The budget bill, which has elements in it that would strip union workers of their right to collectively bargain, a $250 million cut to the UW-system, separating UW-Madison from the rest of the system and making it "Wisconsin's Flagship School", is probably one of the most controversial bits of legislation in the last decade.  Just when you think the hysteria surrounding this has simmered down a bit, something like oh, state and local elections flare up and it's back in the media.  This bill is the herpes of the news world.  It literally took a devastating earthquake/tsunami in Japan to switch the headlines on all the major news channels.

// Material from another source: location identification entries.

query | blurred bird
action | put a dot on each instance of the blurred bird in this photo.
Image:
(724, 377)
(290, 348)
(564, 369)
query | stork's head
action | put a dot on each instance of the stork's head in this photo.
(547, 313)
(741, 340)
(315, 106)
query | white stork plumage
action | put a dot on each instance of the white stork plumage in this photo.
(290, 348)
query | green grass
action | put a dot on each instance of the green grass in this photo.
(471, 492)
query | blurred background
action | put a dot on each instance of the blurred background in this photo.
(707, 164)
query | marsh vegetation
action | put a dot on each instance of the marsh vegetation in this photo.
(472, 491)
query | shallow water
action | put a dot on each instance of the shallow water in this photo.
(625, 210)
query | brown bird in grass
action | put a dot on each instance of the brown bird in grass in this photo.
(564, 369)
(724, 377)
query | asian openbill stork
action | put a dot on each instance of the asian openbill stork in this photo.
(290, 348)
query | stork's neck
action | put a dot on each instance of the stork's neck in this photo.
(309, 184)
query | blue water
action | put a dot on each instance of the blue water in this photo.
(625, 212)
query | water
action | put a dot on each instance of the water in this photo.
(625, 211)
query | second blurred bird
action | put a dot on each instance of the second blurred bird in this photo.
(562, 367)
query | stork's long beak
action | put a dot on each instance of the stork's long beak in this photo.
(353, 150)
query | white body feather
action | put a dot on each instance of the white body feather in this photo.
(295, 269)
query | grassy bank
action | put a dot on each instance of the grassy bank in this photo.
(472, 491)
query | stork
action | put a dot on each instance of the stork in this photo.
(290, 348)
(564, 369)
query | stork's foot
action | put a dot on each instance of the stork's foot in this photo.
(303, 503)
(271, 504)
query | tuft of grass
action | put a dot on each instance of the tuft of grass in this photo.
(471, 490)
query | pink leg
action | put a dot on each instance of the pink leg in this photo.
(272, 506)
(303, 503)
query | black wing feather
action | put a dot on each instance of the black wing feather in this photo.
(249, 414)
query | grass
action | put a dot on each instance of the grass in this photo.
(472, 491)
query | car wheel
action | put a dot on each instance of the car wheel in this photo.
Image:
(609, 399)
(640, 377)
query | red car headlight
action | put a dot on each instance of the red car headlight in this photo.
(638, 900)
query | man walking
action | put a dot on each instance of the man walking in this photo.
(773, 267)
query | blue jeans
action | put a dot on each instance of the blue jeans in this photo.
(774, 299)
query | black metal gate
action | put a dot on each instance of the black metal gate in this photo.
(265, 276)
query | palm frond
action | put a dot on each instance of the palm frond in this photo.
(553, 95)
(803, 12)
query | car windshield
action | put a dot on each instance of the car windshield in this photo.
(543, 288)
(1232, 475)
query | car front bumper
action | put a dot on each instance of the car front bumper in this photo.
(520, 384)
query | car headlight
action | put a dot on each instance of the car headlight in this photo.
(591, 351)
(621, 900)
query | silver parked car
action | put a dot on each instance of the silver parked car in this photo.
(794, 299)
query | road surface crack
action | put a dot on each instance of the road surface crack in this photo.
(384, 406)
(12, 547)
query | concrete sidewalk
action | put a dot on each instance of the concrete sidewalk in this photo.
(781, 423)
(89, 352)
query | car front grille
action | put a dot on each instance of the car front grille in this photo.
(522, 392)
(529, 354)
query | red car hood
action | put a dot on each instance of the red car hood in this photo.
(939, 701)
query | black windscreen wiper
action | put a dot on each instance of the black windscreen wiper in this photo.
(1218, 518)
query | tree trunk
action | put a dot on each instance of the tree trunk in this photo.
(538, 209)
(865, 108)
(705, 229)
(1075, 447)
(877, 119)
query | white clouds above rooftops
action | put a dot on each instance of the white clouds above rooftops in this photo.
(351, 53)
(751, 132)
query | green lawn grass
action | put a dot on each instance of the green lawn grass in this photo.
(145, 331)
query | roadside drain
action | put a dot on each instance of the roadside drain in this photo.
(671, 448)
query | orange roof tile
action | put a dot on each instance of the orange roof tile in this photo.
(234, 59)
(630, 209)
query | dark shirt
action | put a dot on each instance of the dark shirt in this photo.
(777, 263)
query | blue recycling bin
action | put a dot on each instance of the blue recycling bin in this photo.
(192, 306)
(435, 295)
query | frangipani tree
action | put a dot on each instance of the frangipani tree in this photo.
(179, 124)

BUT WHAT ABOUT THE BUDGET CRISIS IN WISCONSIN?
WHEN WILL WE GET BACK TO THAT?

Well, lucky ol' UW-Stevens Point was chosen to host the Joint Finance Committee Public Hearings today, the only college in Wisconsin asked to do so.  It was rumored that over 5,000+ people were going to flood this tiny campus for a rally this afternoon.  I don't know if there were that many people, but my roommate Brooke was astonished by the number of Porta-Potties that lined the parking lots.


I bet someone regrets buying that Polish sausage at 10 in the morning...

I hate rallies.  The only rally I usually attend are pep rallies, and if they found me lurking around a high school, the cops would be called on me.  I did watch Stewart and Colbert's Rally to Restore Sanity last October and thought it was brilliant. 

Like the immortal Mitch Hedberg once said:
"I'm against picketing, but I don't know how to show it."

Single greatest comedian ever.
I didn't attend the Public Hearings, just because I'm completely over this and there's literally nothing I can do about stopping this bill.  It's in the hands of the Wisconsin Supreme Court now. 

But what really ticked me off was what happened this morning.

I woke up to go swimming, actually excited about getting into the water.  I got dressed, grabbed my gear and went outside.  The parking lot of the HEC was surprisingly empty and I noticed the barricades at the entrances.  Shrugging it off, I headed to the doors.  And was promptly denied entrance.

The doors...were...LOCKED.

"Let us in!  WE WANT TO SWEAT OUR BALLS OFF!"


Pissed, I stomped back to my dorm, stripped myself and put my pajamas back on.  Fuck it; if I wasn't going swimming, I better damn be sleeping.  And sleep I did.  My alarm went off at 7:30 and I opened my bright and adorable little eyes at...8:30.  I have class at 9.

As Charlie Sheen would say, I was definitely -
I did have a tall glass of tiger blood with my Berry Cap'n Crunch, though.